Dora Komlodi

Dora’s Reflection

Dora Komlodi

December 11, 2020

Writing has always been something that I am passionate about. Whether it was writing stories about dragons in elementary school or writing about the monotony of my day in my journal, I loved to do it. Alongside this, though, came a rather fierce passion for grammar and spelling; I trusted no one who did not know the difference between ‘there’, ‘their’, and ‘they’re’ or ‘your’ and ‘you’re’. In fact, I often found myself saying that if I were to be a teacher, no student would ever leave my classroom without knowing these grammatical faux pas. I believed that working in the Writing Centre would solely allow me to help students combat these typical writing errors, along with sentence structure, word choice, and other easy fixes—areas I was comfortable and confident in. However, I quickly realized that working as a tutor would take me out of my comfort zone and expand my writing process horizon, enabling me to learn so much more about writing and how to help others be successful in it. 

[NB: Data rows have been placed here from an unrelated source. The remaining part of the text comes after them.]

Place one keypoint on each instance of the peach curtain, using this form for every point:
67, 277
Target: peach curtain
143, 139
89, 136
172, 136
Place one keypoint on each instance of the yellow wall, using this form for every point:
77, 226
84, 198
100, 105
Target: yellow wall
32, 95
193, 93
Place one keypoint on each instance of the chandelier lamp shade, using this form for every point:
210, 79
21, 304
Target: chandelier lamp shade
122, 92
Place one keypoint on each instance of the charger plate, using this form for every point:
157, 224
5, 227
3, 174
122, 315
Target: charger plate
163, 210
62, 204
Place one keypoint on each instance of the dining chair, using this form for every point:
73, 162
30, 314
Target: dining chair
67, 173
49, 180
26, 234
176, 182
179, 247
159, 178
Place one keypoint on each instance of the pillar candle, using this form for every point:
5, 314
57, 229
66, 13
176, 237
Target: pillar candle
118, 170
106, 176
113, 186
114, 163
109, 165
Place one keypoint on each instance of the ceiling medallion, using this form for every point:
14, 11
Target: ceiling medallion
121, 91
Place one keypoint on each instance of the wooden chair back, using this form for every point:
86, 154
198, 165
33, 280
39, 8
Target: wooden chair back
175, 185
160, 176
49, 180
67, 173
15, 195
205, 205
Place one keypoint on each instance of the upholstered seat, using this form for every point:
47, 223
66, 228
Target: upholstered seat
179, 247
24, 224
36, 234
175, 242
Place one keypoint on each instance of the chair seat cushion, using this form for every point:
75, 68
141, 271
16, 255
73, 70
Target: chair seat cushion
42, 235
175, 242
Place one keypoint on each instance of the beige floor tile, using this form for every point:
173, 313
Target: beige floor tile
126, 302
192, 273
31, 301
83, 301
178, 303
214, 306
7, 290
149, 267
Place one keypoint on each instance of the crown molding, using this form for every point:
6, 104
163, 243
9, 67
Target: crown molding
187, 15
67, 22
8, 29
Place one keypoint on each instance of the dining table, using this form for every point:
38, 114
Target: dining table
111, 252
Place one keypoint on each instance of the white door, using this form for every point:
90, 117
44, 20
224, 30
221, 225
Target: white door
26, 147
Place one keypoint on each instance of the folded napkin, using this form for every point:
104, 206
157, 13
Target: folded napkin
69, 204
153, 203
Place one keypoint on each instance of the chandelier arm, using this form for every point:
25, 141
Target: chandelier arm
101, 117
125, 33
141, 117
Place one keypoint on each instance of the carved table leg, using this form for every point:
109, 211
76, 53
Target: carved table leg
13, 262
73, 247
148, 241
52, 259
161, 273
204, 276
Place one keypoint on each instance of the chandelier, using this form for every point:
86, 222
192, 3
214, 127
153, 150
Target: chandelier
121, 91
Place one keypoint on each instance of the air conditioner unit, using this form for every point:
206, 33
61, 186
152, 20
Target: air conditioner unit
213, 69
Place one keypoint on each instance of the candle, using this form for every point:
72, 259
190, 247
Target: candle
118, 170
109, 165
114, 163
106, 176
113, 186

The first few tutoring sessions that I had this semester went without a hitch; the students were familiar with the services of the Writing Centre and knew what they wanted to get out of it, and I was happy to guide them in the process. However, this was not the case for a session that I experienced a few weeks in. One student came in with a paper that was finished and was due that day, but he said he needed help with his conclusion, grammar, formatting, and making sure that “it all just seemed correct”. Rather overwhelmed by his requests and the size of the paper, I started reading it aloud and upon reaching the thesis, quickly came to the realization that his paper did not have an argument. I knew from looking at the assignment instructions that it was supposed to have an argument, but when I brought this up to him, he reasoned that it would be fine, and we should focus on the rest of the paper. In that moment, I knew I had a choice between pushing back on the importance of the argument or letting it go and moving on to what he wanted to work on. Choosing that latter, we worked on the easy parts of the paper—the areas that I am most familiar with. The decision making stressed me out, and I hoped I wouldn’t be faced with a dilemma like that again.  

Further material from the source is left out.